Though distance/online learning may not replace in-class instruction, we cannot


go so far to say it is not valuable or that a student cannot learn a great deal from
them. Many colleges, particularly community colleges, have launched distance
learning and online educational systems to better serve their largely commuter
population. The student who takes, for example, Calculus I through distance
learning will likely leave with a similar understanding of the mathematical
principles as the student who takes Calculus I through a traditional, in-class
teaching system. The key point, however, is that their experiences will not be the
same. Distance learning/online education and in-class instructions provide
substantially different experiences to the students (and teacher) involved, and
different students will prefer different methods of course instruction. Distance
learning has value, can teach a student a great deal, but not all students learn
best in such an environment. Distance learning will never replace in-class
instruction, since many students learn better through in-class instruction than
through distance learning (and vice versa), but that is not to say it will not
continue to expand and provide value for the students who utilize it.
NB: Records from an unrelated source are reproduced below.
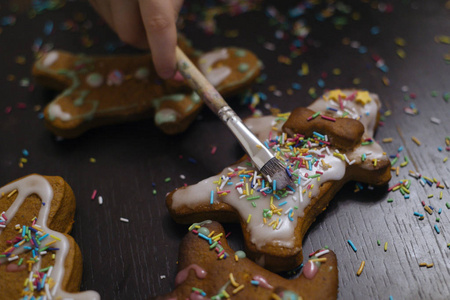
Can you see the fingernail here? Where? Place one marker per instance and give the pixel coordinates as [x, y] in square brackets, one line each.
[166, 74]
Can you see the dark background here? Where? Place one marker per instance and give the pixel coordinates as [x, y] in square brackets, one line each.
[136, 260]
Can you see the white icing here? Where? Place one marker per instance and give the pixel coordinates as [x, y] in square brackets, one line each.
[35, 184]
[50, 58]
[283, 235]
[55, 111]
[217, 75]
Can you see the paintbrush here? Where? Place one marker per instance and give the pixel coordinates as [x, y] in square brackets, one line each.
[271, 168]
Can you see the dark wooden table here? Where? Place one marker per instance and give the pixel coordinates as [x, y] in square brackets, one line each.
[136, 260]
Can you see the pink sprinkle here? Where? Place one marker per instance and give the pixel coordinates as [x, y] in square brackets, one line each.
[328, 118]
[351, 97]
[392, 187]
[21, 105]
[178, 76]
[213, 150]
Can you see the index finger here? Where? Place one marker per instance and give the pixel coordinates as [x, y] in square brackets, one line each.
[158, 17]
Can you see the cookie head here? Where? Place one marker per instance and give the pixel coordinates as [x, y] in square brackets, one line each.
[37, 257]
[275, 221]
[210, 269]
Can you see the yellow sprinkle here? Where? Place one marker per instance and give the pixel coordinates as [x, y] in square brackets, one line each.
[236, 290]
[50, 243]
[321, 259]
[12, 193]
[361, 267]
[233, 282]
[339, 155]
[415, 140]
In sum, distance learning and in class instruction provide different modes of


learning, and neither can exist as a substitute for the other. Neither can replicate
the other so completely as to say they are the same, and thus, neither can
replace the other. While distance learning will likely to continue to expand,
better serving populations that likely otherwise would not have access to the
types of information the courses disseminate, in-class instruction will remain,
primarily because it offers benefits that distance learning does not. Distance
learning provides convenience and an ever wider net of people willing to be
educated, but in-class instruction provides a spontaneity of interaction that
distance learning cannot duplicate. Therefore, distance learning will never truly
replace in-class instruction worldwide, though it will surely continue as a
supplement to such instruction and beneficial program on its own merit.